解雇301 賃金減額合意の有効性判断(労務管理・顧問弁護士@静岡)

おはようございます。 今週も一週間がんばりましょう。

今日は、能率低下等を理由とする解雇無効地位確認等請求に関する裁判例を見てみましょう。

ネクスト・イット事件(東京地裁平成30年12月5日・労判ジャーナル86号50頁)

【事案の概要】

本件は、Y社に雇用されていたXが、平成27年4月の賃金減額及び平成28年4月の解雇は、いずれも理由がなく無効であるとして、雇用契約に基づき、雇用契約上の権利を有する地位にあることの確認を求めるとともに、解雇後の賃金として、雇用契約に基づき、平成28年6月から本判決確定の日まで、毎月末日限り、賃金減額前3か月間の平均である月額約32万円等の支払、Y社による解雇は不法行為にも当たるとして、不法行為に基づく損害賠償として、慰謝料100万円等の支払並びに同意なく減額された平成27年4月分から平成28年4月分までの賃金の差額分として、雇用契約に基づき、約114万円等の支払を求めた事案である。

【裁判所の判断】

解雇は有効

賃金減額は無効

【判例のポイント】

1 本件給与体系変更に対するXの同意は、賃金の減額に対する同意であり、賃金債権の一部放棄に対する同意と同視できるから、Xの同意が、自由な意思に基づくものであると認めるに足りる合理的な理由が客観的に存在するときに有効となるところ、Xは、Y社従業員から本件給与体系の変更を告げられた際、給与の減額になることを明確に認識したうえで、入社前に聞いていないなどとして受け入れない意思を表明し、その後総務部長から送信されてきた給与についての確認書には、職を失わないために渋々署名押印したことなどを踏まえると、Xの本件給与体系変更に対する同意が自由な意思に基づくものであると認めるに足りる合理的な理由が客観的に存在するとは認められないこと等から、本件給与体系変更による賃金の減額は無効であり、Xは、Y社に対し、減額された賃金分の支払請求権を有する。

2 本件解雇は、Xが、誠実に営業活動を行わなかったことにより営業成績が悪かったことを理由とするもので、Y社の就業規則所定の解雇事由である「能率が著しく低下し、または向上の見込みがないと認めたとき」に該当し、実体面での理由は十分に存在すること、XのY社に対するスケジュールの報告に虚偽が相当数含まれており、訪問していないにもかかわらず交通費の精算を行ったものもあることを考慮すると、XとY社との信頼関係は破壊されているといわざるを得ないこと、解雇に向けた具体的な指導や警告が存在しない手続上の問題は、Y社の営業社員が全員経験豊富な中途採用社員であり、毎週営業会議を行っていたという状況の下では、Xの営業活動に対する不誠実さや営業成績の悪さを凌ぐものとはいえないというべきであることを踏まえると、本件解雇は、客観的に合理的な理由があり、社会通念上相当である。

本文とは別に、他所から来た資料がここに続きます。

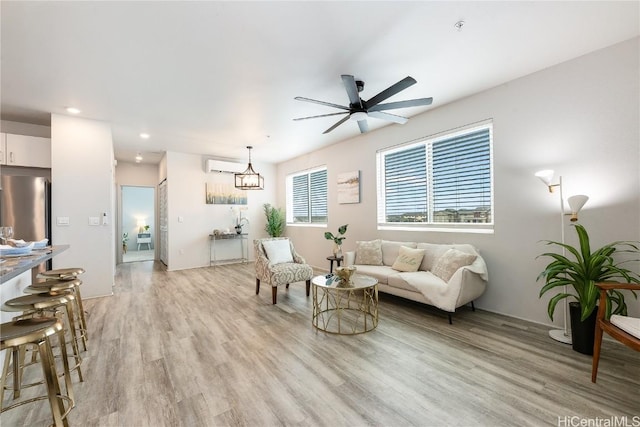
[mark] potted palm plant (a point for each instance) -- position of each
(579, 272)
(276, 220)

上記判例のポイント1については、特に注意が必要ですね。

とりあえず同意さえとれば何でも有効と考えるのはやめましょう。実務ではそういう取扱いはしていません。

解雇を選択する前には必ず顧問弁護士に相談の上、慎重かつ適切に対応することが肝心です。決して、素人判断で進めないようにしましょう。